A obra da nova Unidade de Saúde Familiar (USF) de Joane, em Vila Nova de Famalicão, encontra-se paralisada após o incumprimento do prazo contratual, estando apenas cerca de 45% da empreitada concluída. O projecto, financiado no âmbito do Plano de Recuperação e Resiliência (PRR), tinha um valor total de 2,1 milhões de euros e a interrupção coloca em causa o calendário previsto para reforçar a resposta dos cuidados primários naquela área.
Decisão da autarquia e risco financeiro
O presidente da Câmara, Mário Passos, confirmou que o contrato com a empreitada foi encerrado na sequência do não cumprimento do prazo e que o município avançará com os procedimentos necessários para retomar e concluir a obra. O autarca sublinhou que não esperará indefinidamente por mecanismos compensatórios do Estado e pretende garantir a finalização do equipamento.
"Estamos a fazer a resolução do contrato e teremos de terminar a obra"
Apesar da intenção da Câmara em prosseguir com a construção, subsiste uma dúvida relevante: a cobertura do financiamento remanescente. Segundo a autarquia, falta ainda aproximadamente 1,5 milhões de euros para concluir a empreitada e aguarda-se informação sobre um fundo anunciado pelo Governo para apoiar as câmaras na finalização de projectos financiados pelo PRR.

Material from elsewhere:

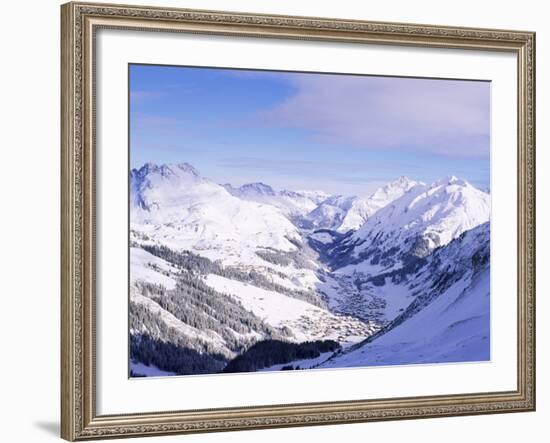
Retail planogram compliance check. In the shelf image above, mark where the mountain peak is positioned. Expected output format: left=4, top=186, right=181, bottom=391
left=433, top=175, right=469, bottom=186
left=134, top=162, right=199, bottom=178
left=239, top=182, right=275, bottom=195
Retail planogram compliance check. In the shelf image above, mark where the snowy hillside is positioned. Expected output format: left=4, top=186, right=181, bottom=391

Impactos na rede de cuidados e prazos do PRR
Uma USF visa reforçar a capilaridade dos cuidados de saúde primários, reduzir pressão sobre centros hospitalares e melhorar acessibilidade para a população local. A paragem da obra adia esses ganhos e pode obrigar a soluções temporárias para responder às necessidades clínicas da área. A incerteza sobre a manutenção do financiamento do PRR acrescenta ainda complexidade aos calendários administrativos e financeiros.
- Estado atual da obra: 45% concluída.
- Valor total previsto: 2,1 milhões de euros.
- Montante em falta: 1,5 milhões de euros, segundo a Câmara.
- Medida tomada: Município vai assumir retoma e conclusão da empreitada.
Sequência de passos e consequências
O processo anunciado implica, primeiro, os trâmites legais de resolução do contrato e a abertura de um novo procedimento para concluir a obra. Se o fundo anunciado pelo Governo avançar, a autarquia espera vir a ser ressarcida da verba em falta. Caso contrário, a Câmara admite avançar com recursos próprios ou por via de novo procedimento contratual, o que poderá alterar prazos e custos.
Além do impacto local, o caso insere-se num quadro mais vasto de obras públicas em risco de não cumprimento dos prazos do PRR em várias regiões, o que tem levantado questões sobre a execução e fiscalização desses programas. Para utentes e profissionais de saúde da área de Joane, a prioridade permanece a concretização do equipamento, fundamental para reforçar a oferta de cuidados primários na região.
| Indicador | Valor |
|---|---|
| Percentagem concluída | 45% |
| Valor total previsto | 2,1 milhões € |
| Montante em falta | 1,5 milhões € |
O desenrolar deste processo será acompanhado com atenção, numa área em que a disponibilidade de infra-estrutura adequada é considerada essencial para a qualidade da resposta do sistema de saúde.